The second critical patch addresses two vulnerabilities in the way that the Macromedia Flash Player handles Flash Animation (SWF) files. The vulnerabilities could allow an attacker to take full control of an affected computer.

Previously, Microsoft and Adobe (which acquired Macromedia, longtime developers of Flash, in Dec. 2005) had recommended that users upgrade to a newer version of the Flash Player that did not contain the vulnerability, but because Microsoft distributed the Flash Player with some versions of Windows, and because some users may not have upgraded to the newer non-affected Flash Player, Microsoft is distributing an Adobe patch to fix the bug in the versions of the Player initially shipped with Windows.

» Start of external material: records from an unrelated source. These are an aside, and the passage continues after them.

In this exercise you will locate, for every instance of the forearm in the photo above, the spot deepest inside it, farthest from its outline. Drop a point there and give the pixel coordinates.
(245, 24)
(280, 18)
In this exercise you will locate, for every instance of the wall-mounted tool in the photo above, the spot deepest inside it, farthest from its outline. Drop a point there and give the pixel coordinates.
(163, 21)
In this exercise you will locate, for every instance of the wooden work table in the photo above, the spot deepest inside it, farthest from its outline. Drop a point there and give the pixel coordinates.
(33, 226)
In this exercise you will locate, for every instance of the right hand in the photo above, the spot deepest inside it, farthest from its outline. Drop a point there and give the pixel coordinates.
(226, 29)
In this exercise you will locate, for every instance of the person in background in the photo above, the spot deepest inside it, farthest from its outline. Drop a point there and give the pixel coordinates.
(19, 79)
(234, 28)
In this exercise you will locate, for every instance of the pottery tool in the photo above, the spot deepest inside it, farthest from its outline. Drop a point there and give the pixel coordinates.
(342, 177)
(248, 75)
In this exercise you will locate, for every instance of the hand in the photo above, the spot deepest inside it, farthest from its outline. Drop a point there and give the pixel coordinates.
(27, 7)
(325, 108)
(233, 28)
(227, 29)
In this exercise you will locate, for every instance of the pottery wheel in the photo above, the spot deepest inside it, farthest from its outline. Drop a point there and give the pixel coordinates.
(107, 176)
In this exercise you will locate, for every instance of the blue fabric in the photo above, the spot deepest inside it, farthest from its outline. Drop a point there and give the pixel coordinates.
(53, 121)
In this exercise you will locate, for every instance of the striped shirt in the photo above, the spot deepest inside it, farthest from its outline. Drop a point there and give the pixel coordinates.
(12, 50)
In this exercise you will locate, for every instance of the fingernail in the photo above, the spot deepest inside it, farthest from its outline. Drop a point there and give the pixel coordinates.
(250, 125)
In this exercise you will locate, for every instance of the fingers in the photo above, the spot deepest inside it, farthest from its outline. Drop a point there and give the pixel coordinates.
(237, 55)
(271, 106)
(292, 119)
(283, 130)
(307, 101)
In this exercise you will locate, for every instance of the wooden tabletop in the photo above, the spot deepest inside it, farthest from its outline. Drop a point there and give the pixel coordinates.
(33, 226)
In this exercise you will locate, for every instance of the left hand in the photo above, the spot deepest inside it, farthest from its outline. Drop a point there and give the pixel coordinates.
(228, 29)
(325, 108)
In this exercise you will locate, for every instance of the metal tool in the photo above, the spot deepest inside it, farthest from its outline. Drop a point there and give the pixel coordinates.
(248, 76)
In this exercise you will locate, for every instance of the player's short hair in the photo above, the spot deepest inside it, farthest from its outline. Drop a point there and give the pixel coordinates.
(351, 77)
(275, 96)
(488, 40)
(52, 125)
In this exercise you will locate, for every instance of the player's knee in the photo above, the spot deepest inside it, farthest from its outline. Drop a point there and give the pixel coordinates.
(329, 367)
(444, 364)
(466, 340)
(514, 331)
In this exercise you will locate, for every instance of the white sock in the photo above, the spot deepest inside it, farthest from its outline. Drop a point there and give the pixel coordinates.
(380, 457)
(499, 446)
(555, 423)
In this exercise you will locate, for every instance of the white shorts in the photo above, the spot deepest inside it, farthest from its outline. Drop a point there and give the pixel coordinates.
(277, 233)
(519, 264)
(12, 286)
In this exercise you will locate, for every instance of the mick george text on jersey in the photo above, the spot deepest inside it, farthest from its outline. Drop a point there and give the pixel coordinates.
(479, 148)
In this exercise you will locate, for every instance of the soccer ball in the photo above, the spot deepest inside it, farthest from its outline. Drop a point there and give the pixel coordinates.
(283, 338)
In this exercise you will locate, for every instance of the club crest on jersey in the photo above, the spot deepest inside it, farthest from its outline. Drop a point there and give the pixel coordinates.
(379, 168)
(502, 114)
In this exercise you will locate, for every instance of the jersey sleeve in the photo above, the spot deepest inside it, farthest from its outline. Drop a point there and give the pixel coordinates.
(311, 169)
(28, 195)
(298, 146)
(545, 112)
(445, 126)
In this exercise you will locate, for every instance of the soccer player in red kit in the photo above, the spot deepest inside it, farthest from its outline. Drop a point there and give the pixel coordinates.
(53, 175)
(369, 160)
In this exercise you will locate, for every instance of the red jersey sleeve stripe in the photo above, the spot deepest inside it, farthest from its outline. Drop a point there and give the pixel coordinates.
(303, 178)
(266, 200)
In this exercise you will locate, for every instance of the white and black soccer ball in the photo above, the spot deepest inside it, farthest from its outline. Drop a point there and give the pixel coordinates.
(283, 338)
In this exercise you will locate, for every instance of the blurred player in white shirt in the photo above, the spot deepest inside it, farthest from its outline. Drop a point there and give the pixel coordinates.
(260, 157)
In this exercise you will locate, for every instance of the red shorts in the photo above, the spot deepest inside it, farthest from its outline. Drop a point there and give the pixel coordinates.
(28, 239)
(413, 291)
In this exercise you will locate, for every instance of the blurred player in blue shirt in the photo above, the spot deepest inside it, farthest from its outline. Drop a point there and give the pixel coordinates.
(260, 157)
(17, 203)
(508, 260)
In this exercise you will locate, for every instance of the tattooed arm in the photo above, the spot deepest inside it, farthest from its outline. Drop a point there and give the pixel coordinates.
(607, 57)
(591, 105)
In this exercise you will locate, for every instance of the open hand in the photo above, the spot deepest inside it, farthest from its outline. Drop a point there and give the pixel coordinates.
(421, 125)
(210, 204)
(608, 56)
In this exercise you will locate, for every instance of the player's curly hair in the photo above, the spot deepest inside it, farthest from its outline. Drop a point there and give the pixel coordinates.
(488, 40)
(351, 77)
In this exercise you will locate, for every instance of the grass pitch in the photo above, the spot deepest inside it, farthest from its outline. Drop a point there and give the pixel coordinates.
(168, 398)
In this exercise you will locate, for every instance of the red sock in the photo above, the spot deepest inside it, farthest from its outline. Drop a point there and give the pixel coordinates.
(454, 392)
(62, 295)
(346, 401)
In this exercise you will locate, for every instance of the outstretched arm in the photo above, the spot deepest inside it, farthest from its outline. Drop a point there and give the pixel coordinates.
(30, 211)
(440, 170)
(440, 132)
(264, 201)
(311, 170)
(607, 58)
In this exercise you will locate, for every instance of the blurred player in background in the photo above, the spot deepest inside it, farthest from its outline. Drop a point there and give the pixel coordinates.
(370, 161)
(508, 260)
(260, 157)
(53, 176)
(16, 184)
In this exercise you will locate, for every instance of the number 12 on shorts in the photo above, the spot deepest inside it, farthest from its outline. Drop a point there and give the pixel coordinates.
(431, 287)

Microsoft has issued a Knowledge Base article to help customers with installation problems that show up in cases where multiple versions of Flash Players have been installed and uninstalled.

Moderate Patch

Microsoft also issued a patch for a moderate vulnerability in the Microsoft Distributed Transaction Coordinator (MSDTC), a Windows service that helps developers implement a two-phase commit protocol for their applications. An attacker could send a specially crafted network message to an affected system that would stop the transaction coordinator from responding. This denial of service vulnerability would not allow an attacker to execute code or to elevate their user rights, but it could cause the MSDTC to stop accepting requests.

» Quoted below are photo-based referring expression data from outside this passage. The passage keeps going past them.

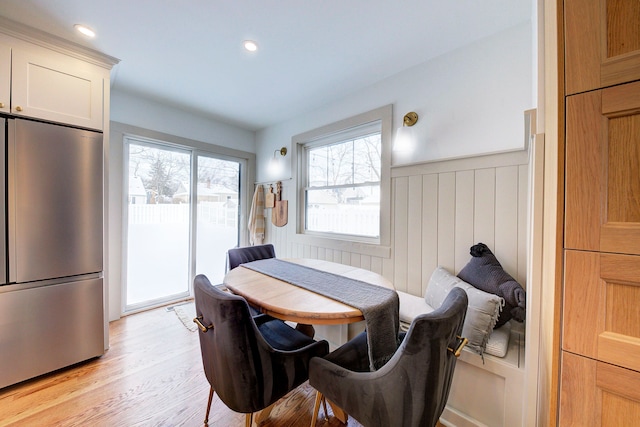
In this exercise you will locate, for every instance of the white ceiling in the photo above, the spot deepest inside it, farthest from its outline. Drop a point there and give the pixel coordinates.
(189, 54)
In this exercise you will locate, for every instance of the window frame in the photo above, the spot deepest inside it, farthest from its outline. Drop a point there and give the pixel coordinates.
(343, 130)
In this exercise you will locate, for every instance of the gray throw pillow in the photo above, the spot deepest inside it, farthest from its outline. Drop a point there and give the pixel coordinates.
(482, 313)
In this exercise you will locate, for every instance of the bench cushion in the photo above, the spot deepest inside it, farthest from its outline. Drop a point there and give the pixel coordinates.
(482, 313)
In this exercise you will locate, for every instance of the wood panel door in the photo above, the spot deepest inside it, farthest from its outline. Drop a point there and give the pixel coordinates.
(595, 394)
(602, 211)
(601, 316)
(602, 43)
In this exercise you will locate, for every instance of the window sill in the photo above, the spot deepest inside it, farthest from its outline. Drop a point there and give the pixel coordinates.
(362, 248)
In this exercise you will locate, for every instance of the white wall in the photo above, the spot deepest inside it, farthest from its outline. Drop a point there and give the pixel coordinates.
(470, 101)
(142, 113)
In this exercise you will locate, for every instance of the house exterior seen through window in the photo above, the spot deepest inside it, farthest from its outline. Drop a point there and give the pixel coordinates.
(342, 189)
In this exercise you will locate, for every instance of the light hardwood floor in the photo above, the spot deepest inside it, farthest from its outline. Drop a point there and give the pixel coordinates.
(150, 376)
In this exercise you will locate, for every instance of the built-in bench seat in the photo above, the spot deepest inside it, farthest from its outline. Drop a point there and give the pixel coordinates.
(486, 389)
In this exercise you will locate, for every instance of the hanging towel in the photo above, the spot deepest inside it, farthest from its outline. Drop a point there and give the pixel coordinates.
(256, 217)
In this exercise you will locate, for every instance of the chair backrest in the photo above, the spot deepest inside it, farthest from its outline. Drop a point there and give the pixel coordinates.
(237, 256)
(427, 351)
(247, 373)
(412, 388)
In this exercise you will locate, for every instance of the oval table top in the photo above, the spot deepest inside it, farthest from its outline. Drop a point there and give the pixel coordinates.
(289, 302)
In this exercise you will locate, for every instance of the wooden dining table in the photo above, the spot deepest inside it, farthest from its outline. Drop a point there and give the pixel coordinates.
(290, 302)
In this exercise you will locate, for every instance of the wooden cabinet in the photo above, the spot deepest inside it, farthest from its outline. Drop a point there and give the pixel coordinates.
(602, 43)
(51, 86)
(602, 211)
(600, 366)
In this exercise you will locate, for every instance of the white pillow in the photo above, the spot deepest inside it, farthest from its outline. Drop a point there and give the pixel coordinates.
(498, 342)
(482, 312)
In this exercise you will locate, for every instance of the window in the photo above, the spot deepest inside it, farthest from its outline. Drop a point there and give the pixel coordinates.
(343, 181)
(342, 193)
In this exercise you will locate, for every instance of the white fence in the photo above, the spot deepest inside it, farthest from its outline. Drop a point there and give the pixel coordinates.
(354, 220)
(210, 212)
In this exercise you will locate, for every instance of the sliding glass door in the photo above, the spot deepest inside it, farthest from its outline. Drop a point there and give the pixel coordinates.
(181, 215)
(217, 214)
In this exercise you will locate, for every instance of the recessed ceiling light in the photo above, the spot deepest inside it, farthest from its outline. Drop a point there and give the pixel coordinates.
(84, 30)
(250, 45)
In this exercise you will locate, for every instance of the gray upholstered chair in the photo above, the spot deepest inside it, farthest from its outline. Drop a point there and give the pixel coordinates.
(250, 362)
(412, 388)
(237, 256)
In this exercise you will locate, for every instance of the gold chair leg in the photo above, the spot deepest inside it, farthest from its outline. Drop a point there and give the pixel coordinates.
(206, 416)
(316, 408)
(324, 405)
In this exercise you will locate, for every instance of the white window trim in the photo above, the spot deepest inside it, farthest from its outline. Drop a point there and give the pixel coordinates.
(347, 243)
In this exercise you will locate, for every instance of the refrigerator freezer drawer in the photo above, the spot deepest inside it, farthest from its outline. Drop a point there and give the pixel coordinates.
(49, 327)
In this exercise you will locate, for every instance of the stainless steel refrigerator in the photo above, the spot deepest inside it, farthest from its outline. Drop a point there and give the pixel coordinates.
(51, 248)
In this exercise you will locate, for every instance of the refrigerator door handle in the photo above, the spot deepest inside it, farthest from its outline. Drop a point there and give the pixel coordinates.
(11, 194)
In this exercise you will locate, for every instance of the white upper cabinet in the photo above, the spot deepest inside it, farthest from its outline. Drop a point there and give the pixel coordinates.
(56, 87)
(5, 78)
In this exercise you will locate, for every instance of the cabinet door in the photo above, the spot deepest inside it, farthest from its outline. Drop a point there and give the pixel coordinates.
(57, 87)
(601, 315)
(596, 394)
(5, 78)
(602, 211)
(600, 380)
(602, 43)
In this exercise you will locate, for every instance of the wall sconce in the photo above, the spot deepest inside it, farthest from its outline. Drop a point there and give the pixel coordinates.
(275, 164)
(404, 135)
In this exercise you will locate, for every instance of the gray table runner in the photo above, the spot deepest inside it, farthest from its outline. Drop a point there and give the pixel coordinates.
(379, 305)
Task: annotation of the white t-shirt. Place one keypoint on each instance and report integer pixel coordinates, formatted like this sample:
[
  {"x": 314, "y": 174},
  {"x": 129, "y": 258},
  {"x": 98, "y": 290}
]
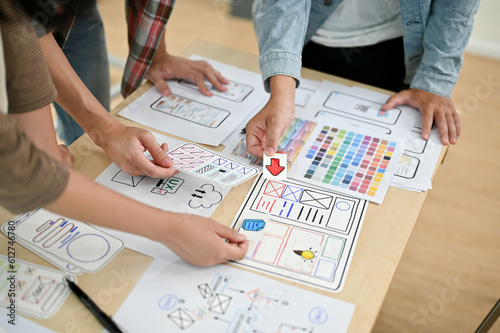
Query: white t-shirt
[{"x": 360, "y": 23}]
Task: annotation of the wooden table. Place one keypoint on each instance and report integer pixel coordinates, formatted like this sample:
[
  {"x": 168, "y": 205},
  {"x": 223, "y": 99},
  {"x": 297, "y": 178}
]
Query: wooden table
[{"x": 385, "y": 232}]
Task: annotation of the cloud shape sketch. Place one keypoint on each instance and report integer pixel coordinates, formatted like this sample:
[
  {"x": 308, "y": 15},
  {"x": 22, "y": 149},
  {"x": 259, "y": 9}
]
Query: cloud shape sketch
[{"x": 206, "y": 196}]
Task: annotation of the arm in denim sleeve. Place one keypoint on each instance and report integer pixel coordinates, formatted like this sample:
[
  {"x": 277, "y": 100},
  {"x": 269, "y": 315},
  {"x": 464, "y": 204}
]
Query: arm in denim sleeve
[
  {"x": 281, "y": 28},
  {"x": 146, "y": 22},
  {"x": 446, "y": 35}
]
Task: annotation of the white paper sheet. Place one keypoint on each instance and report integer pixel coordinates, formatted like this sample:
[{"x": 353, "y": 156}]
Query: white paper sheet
[
  {"x": 22, "y": 325},
  {"x": 175, "y": 296},
  {"x": 353, "y": 162},
  {"x": 306, "y": 234},
  {"x": 71, "y": 241},
  {"x": 37, "y": 291},
  {"x": 181, "y": 193},
  {"x": 360, "y": 108},
  {"x": 195, "y": 117}
]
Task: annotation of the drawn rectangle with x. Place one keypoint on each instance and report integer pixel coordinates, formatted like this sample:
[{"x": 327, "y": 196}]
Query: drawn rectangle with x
[
  {"x": 316, "y": 199},
  {"x": 274, "y": 189},
  {"x": 292, "y": 193}
]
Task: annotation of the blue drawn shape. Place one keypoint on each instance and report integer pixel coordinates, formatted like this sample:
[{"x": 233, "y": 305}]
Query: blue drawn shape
[
  {"x": 220, "y": 282},
  {"x": 232, "y": 165},
  {"x": 167, "y": 302},
  {"x": 246, "y": 170},
  {"x": 253, "y": 225},
  {"x": 382, "y": 113},
  {"x": 219, "y": 161},
  {"x": 292, "y": 193},
  {"x": 100, "y": 248},
  {"x": 318, "y": 316}
]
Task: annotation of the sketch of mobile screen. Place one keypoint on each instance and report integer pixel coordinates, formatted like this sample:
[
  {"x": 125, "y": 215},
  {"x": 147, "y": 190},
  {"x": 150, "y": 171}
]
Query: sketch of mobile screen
[
  {"x": 361, "y": 107},
  {"x": 236, "y": 91},
  {"x": 189, "y": 110}
]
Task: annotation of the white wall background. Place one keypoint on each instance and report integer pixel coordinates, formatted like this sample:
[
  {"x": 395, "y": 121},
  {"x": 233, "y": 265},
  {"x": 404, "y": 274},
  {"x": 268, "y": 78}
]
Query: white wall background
[{"x": 485, "y": 38}]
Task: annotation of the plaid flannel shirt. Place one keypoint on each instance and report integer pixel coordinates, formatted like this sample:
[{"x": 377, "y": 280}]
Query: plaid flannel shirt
[{"x": 146, "y": 22}]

Microsoft also released two important nonsecurity updates in May—the monthly update to the junk e-mail filter in Office Outlook 2003, and an update for Office OneNote 2003 to fix a problem where a pen stroke is visible only as long as the pen is touching the screen.

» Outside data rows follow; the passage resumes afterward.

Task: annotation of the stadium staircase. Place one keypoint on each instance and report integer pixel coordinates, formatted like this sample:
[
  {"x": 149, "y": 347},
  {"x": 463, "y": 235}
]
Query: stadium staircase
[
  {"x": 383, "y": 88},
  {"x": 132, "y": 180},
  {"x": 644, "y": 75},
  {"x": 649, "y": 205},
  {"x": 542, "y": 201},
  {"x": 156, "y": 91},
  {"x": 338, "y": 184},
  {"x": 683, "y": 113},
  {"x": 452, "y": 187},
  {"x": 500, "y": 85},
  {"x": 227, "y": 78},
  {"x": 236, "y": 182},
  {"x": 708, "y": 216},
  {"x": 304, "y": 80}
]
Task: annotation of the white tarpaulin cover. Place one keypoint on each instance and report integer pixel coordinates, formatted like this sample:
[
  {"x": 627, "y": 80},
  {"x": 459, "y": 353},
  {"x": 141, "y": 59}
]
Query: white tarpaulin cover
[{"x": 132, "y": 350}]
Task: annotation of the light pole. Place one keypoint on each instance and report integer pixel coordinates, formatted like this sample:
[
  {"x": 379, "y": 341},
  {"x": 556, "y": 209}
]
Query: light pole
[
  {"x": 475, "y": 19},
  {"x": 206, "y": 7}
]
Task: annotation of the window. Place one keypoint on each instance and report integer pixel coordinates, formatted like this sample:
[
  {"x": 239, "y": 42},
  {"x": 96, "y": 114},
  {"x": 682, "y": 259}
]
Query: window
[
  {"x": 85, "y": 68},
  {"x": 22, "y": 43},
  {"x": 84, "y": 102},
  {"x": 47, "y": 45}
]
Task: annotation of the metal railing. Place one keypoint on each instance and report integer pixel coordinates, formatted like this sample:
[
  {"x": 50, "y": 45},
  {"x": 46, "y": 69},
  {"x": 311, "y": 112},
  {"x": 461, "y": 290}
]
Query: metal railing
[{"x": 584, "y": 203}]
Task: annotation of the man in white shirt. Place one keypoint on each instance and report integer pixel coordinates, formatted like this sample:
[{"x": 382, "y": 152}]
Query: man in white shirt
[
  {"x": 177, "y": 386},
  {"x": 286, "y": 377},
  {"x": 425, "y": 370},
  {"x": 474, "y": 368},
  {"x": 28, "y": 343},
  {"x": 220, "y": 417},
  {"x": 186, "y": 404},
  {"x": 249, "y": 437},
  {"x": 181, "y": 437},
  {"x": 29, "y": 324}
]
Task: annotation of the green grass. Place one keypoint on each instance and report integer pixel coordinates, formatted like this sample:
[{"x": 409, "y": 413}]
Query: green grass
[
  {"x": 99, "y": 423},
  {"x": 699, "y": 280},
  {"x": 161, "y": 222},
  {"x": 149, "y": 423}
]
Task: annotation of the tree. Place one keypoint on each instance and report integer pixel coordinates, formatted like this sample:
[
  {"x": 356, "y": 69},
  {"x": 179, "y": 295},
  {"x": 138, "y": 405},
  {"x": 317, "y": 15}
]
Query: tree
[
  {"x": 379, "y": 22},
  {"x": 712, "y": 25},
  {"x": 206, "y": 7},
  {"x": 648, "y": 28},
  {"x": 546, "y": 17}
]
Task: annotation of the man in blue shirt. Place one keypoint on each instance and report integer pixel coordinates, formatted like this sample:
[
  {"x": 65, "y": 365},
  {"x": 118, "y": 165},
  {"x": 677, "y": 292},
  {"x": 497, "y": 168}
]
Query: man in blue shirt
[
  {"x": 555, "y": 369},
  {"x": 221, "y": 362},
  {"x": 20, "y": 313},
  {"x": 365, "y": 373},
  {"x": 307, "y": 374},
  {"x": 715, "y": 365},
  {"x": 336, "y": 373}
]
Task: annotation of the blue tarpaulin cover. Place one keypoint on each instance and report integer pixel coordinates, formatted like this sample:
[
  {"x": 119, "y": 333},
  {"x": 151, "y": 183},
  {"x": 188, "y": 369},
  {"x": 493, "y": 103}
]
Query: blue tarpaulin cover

The Malicious Software Removal Tool was updated to detect and remove three more pieces of malware: Win32/Evaman, Win32/Ganda, Win32/Plexus.

Microsoft also reissued the MS06-015 update, originally released on April's patch Tuesday, because some customers with Hewlett Packard Share-to-Web software or NVIDIA drivers were experiencing a problem with the patch. Customers who have already applied the MS06-015 update and are not experiencing the problem need take no action.

Microsoft also reminded customers that the end of public security support for Windows 98, Windows 98 Second Edition, and Windows Millennium Edition is July 11, 2006. The end of public security support for Windows XP Service Pack 1 is Oct. 10, 2006. After these dates there will be no new security bulletins and patches for vulnerabilities found in these products. In addition, customers currently using Software Update Services (SUS) version 1.0 need to upgrade to Windows Server Update Services (WSUS), Microsoft's free software for an organization to distribute patches, by Dec. 6, 2006, when support for SUS ends.

Resources

Information about updates released in May. 2006 can be found at www.microsoft.com/technet/security/current.aspx.

The latest version of the Malicious Software Removal Tool can be executed from www.microsoft.com/security/malwareremove/default.mspx.

A Knowledge Base article with details of the change to Send As functionality is located at support.microsoft.com/kb/895949.

Information on third-party applications potentially affected by the change to Send As functionality is available in the Knowledge Base article at support.microsoft.com/kb/912918.

A Knowledge Base article detailing workarounds for installation problems with the MS06-020 patch for the Flash Player can be found at support.microsoft.com/default.aspx/kb/913433.